Which just goes to show you how much my rules are worth, when a masterful
writer is a work. Because Rusch is a masterful writer; this story did manage to
overcome all the strikes against it in this biased reader's mind; and in the end I
couldn't wait to tell you about this book because Rusch has not only done better
than she needed to in order to get a fantasy novel published in the current market,
she has actually done well.
It's a land where the nobility spend their time trying to steal each other's
land through marriage, murder, or other political maneuvers, while politely
ignoring each other's fetishes -- like Lord Dakin's habit of setting his enemies
free in a swamp, to be hunted down and torn to pieces by his dogs. That's what
Dakin attempts with Byron, a bard who is reputed to be a murderer of an innocent
young lady some ten years before, and who has definitely had some involvement
with revolutionary movements among the common folk. But out in the woods,
Byron's life is saved by a talentless young magician named Seymour who works
the first really successful spell of his life in order to do it.

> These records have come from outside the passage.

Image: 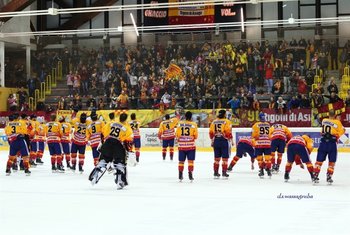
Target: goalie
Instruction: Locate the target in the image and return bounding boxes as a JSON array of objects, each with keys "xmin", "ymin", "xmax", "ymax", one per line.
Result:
[{"xmin": 89, "ymin": 113, "xmax": 133, "ymax": 189}]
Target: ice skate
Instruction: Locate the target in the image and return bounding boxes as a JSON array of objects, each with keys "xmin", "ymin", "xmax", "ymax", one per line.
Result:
[
  {"xmin": 24, "ymin": 169, "xmax": 32, "ymax": 176},
  {"xmin": 35, "ymin": 158, "xmax": 44, "ymax": 165},
  {"xmin": 70, "ymin": 164, "xmax": 76, "ymax": 172},
  {"xmin": 284, "ymin": 172, "xmax": 289, "ymax": 182},
  {"xmin": 179, "ymin": 171, "xmax": 184, "ymax": 182},
  {"xmin": 327, "ymin": 174, "xmax": 333, "ymax": 185},
  {"xmin": 265, "ymin": 169, "xmax": 272, "ymax": 179},
  {"xmin": 214, "ymin": 172, "xmax": 221, "ymax": 179},
  {"xmin": 51, "ymin": 165, "xmax": 57, "ymax": 173},
  {"xmin": 79, "ymin": 165, "xmax": 84, "ymax": 174},
  {"xmin": 258, "ymin": 169, "xmax": 264, "ymax": 179},
  {"xmin": 12, "ymin": 163, "xmax": 18, "ymax": 172},
  {"xmin": 29, "ymin": 160, "xmax": 37, "ymax": 168},
  {"xmin": 222, "ymin": 171, "xmax": 230, "ymax": 179},
  {"xmin": 188, "ymin": 171, "xmax": 194, "ymax": 182},
  {"xmin": 312, "ymin": 173, "xmax": 320, "ymax": 184},
  {"xmin": 57, "ymin": 164, "xmax": 65, "ymax": 173}
]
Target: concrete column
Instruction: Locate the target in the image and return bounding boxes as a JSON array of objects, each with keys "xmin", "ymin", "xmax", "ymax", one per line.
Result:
[
  {"xmin": 0, "ymin": 42, "xmax": 5, "ymax": 87},
  {"xmin": 26, "ymin": 46, "xmax": 31, "ymax": 79}
]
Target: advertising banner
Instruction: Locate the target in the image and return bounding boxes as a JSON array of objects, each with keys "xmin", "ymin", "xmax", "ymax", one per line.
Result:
[{"xmin": 143, "ymin": 0, "xmax": 169, "ymax": 26}]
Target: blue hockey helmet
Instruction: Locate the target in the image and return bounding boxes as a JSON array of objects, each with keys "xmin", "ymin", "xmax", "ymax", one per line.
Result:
[{"xmin": 259, "ymin": 113, "xmax": 266, "ymax": 122}]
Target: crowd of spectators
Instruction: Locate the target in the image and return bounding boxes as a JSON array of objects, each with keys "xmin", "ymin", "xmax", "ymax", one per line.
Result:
[{"xmin": 6, "ymin": 38, "xmax": 350, "ymax": 112}]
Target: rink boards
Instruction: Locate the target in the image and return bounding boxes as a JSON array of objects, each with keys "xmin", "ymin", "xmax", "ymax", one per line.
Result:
[{"xmin": 0, "ymin": 127, "xmax": 350, "ymax": 152}]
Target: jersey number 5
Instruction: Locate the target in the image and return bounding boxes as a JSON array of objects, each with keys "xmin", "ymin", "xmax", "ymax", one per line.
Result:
[
  {"xmin": 181, "ymin": 127, "xmax": 190, "ymax": 136},
  {"xmin": 259, "ymin": 126, "xmax": 270, "ymax": 135}
]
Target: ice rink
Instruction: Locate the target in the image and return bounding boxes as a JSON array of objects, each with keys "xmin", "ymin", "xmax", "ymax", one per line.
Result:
[{"xmin": 0, "ymin": 151, "xmax": 350, "ymax": 235}]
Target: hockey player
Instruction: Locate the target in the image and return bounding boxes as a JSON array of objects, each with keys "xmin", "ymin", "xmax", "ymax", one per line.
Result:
[
  {"xmin": 31, "ymin": 117, "xmax": 46, "ymax": 164},
  {"xmin": 129, "ymin": 113, "xmax": 141, "ymax": 162},
  {"xmin": 269, "ymin": 124, "xmax": 292, "ymax": 173},
  {"xmin": 158, "ymin": 114, "xmax": 178, "ymax": 160},
  {"xmin": 315, "ymin": 110, "xmax": 345, "ymax": 184},
  {"xmin": 176, "ymin": 111, "xmax": 198, "ymax": 181},
  {"xmin": 87, "ymin": 112, "xmax": 104, "ymax": 166},
  {"xmin": 5, "ymin": 114, "xmax": 31, "ymax": 175},
  {"xmin": 59, "ymin": 116, "xmax": 72, "ymax": 169},
  {"xmin": 45, "ymin": 114, "xmax": 64, "ymax": 173},
  {"xmin": 284, "ymin": 135, "xmax": 315, "ymax": 182},
  {"xmin": 29, "ymin": 114, "xmax": 39, "ymax": 167},
  {"xmin": 252, "ymin": 113, "xmax": 272, "ymax": 178},
  {"xmin": 89, "ymin": 113, "xmax": 133, "ymax": 189},
  {"xmin": 209, "ymin": 110, "xmax": 232, "ymax": 178},
  {"xmin": 71, "ymin": 113, "xmax": 90, "ymax": 173},
  {"xmin": 227, "ymin": 137, "xmax": 255, "ymax": 171}
]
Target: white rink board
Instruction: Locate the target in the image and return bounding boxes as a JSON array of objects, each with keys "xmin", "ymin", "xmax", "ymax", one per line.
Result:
[{"xmin": 0, "ymin": 151, "xmax": 350, "ymax": 235}]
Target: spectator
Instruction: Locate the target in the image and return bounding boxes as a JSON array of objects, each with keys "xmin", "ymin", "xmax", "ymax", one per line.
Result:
[
  {"xmin": 345, "ymin": 90, "xmax": 350, "ymax": 107},
  {"xmin": 324, "ymin": 92, "xmax": 342, "ymax": 104},
  {"xmin": 227, "ymin": 96, "xmax": 241, "ymax": 118},
  {"xmin": 252, "ymin": 97, "xmax": 260, "ymax": 111},
  {"xmin": 17, "ymin": 87, "xmax": 28, "ymax": 107},
  {"xmin": 298, "ymin": 77, "xmax": 308, "ymax": 95},
  {"xmin": 66, "ymin": 71, "xmax": 74, "ymax": 98},
  {"xmin": 269, "ymin": 96, "xmax": 276, "ymax": 110},
  {"xmin": 7, "ymin": 94, "xmax": 17, "ymax": 111},
  {"xmin": 288, "ymin": 96, "xmax": 300, "ymax": 110},
  {"xmin": 327, "ymin": 77, "xmax": 338, "ymax": 94},
  {"xmin": 276, "ymin": 96, "xmax": 286, "ymax": 114},
  {"xmin": 300, "ymin": 94, "xmax": 311, "ymax": 108},
  {"xmin": 264, "ymin": 60, "xmax": 274, "ymax": 94},
  {"xmin": 117, "ymin": 90, "xmax": 129, "ymax": 109}
]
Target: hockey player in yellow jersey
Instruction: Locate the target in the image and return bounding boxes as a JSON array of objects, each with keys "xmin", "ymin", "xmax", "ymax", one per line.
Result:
[
  {"xmin": 209, "ymin": 110, "xmax": 232, "ymax": 178},
  {"xmin": 89, "ymin": 113, "xmax": 133, "ymax": 189},
  {"xmin": 71, "ymin": 113, "xmax": 90, "ymax": 173},
  {"xmin": 269, "ymin": 124, "xmax": 292, "ymax": 173},
  {"xmin": 59, "ymin": 116, "xmax": 72, "ymax": 169},
  {"xmin": 29, "ymin": 114, "xmax": 39, "ymax": 167},
  {"xmin": 175, "ymin": 111, "xmax": 198, "ymax": 181},
  {"xmin": 315, "ymin": 110, "xmax": 345, "ymax": 184},
  {"xmin": 158, "ymin": 114, "xmax": 178, "ymax": 160},
  {"xmin": 129, "ymin": 113, "xmax": 141, "ymax": 162},
  {"xmin": 5, "ymin": 114, "xmax": 31, "ymax": 175},
  {"xmin": 252, "ymin": 113, "xmax": 272, "ymax": 178},
  {"xmin": 31, "ymin": 117, "xmax": 46, "ymax": 164},
  {"xmin": 45, "ymin": 114, "xmax": 64, "ymax": 173},
  {"xmin": 87, "ymin": 112, "xmax": 104, "ymax": 166}
]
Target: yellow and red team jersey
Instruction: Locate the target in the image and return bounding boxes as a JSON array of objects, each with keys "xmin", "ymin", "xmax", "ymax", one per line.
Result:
[
  {"xmin": 269, "ymin": 124, "xmax": 293, "ymax": 142},
  {"xmin": 288, "ymin": 135, "xmax": 314, "ymax": 153},
  {"xmin": 5, "ymin": 121, "xmax": 28, "ymax": 143},
  {"xmin": 87, "ymin": 121, "xmax": 104, "ymax": 148},
  {"xmin": 237, "ymin": 136, "xmax": 255, "ymax": 147},
  {"xmin": 33, "ymin": 123, "xmax": 46, "ymax": 142},
  {"xmin": 158, "ymin": 118, "xmax": 179, "ymax": 140},
  {"xmin": 129, "ymin": 120, "xmax": 141, "ymax": 139},
  {"xmin": 102, "ymin": 122, "xmax": 133, "ymax": 142},
  {"xmin": 252, "ymin": 122, "xmax": 271, "ymax": 148},
  {"xmin": 176, "ymin": 121, "xmax": 198, "ymax": 151},
  {"xmin": 29, "ymin": 120, "xmax": 40, "ymax": 139},
  {"xmin": 321, "ymin": 118, "xmax": 345, "ymax": 141},
  {"xmin": 45, "ymin": 122, "xmax": 62, "ymax": 144},
  {"xmin": 72, "ymin": 118, "xmax": 90, "ymax": 145},
  {"xmin": 61, "ymin": 122, "xmax": 72, "ymax": 143},
  {"xmin": 209, "ymin": 118, "xmax": 232, "ymax": 139}
]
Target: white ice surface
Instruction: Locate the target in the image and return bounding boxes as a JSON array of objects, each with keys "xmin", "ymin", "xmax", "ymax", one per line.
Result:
[{"xmin": 0, "ymin": 151, "xmax": 350, "ymax": 235}]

The story proceeds from there as a grand adventure -- encounters in inns
and castles, strange conspiracies. And as the story proceeds, we keep waiting for
the story of Byron and Seymour to link up with the story of Adric, the king's son,
who has been stranded deliberately in the city, where of course no one believes
that he is who he is. And I promise you that the stories do link up, though so late
in the story that you begin to wonder whether this is only volume one of a series,
because there's no possible way that with so few pages left the author can make
these two stories come together. But she does, oh yes, and quite deftly -- and no,
I will not tell you how.
Working with the threads of cliché, Rusch spins a story that is fresh and
surprising. She also creates strong heroes. Not deep characters, for they are not
needed in event-driven Romance. Rather the character of these men and women is
revealed by what they do -- and what they do is deft and subtle at least as often as
it is brutal and direct.
Some editors, when they write, make you wish they had spent more time
editing. But when this novel came together, it made me wish that Rusch were not
spending so much time editing. A writer only grows by writing, and as good as
Rusch is now, with this first novel, I don't think it's fair that it will take us twenty
years to see just how good she would have been in ten years if only she had
written more.
Buddy Holly is Alive and Well on Ganymede, Bradley Denton (Morrow, cloth, 357
pp, $22.00)
Never mind that this novel is funny and satirical without ever losing the
human touch, that the characters can be absurd without our ever ceasing to believe
in them or care about them, that Denton's plot, silly as it is, has a strong integrity
that holds the satire together as well as Vonnegut at his best. Never mind that this
novel works even if you don't give a rat's ass for Buddy Holly or fifties
rock'n'roll. You should read Buddy Holly is Alive and Well on Ganymede because
it's some of the best damn writing I've ever seen in our field. I started reading this
book at a science fiction convention in Austin and couldn't put it down till I
finished it; at a panel the next day, to prove a point, I opened the book at random
and read the first paragraph that caught my eye and it was brilliant. Even the filler
paragraphs, even the expository lumps are a model of lucidity and attitude and
revelation of character.
So: Buy this book. Borrow this book. Heck, steal this book -- that's the
only way the author is sure of getting his royalties anyway. Denton is already one
of our best writers and he's only just started and he looks so achingly young that
he's probably going to outlive us all and just get better all the time and even
though that makes me want to puke with envy I still have to tell you that if you
don't read this book now, you'll slap yourself silly later, when you think of all the
years you missed seeing the world through Denton's eyes.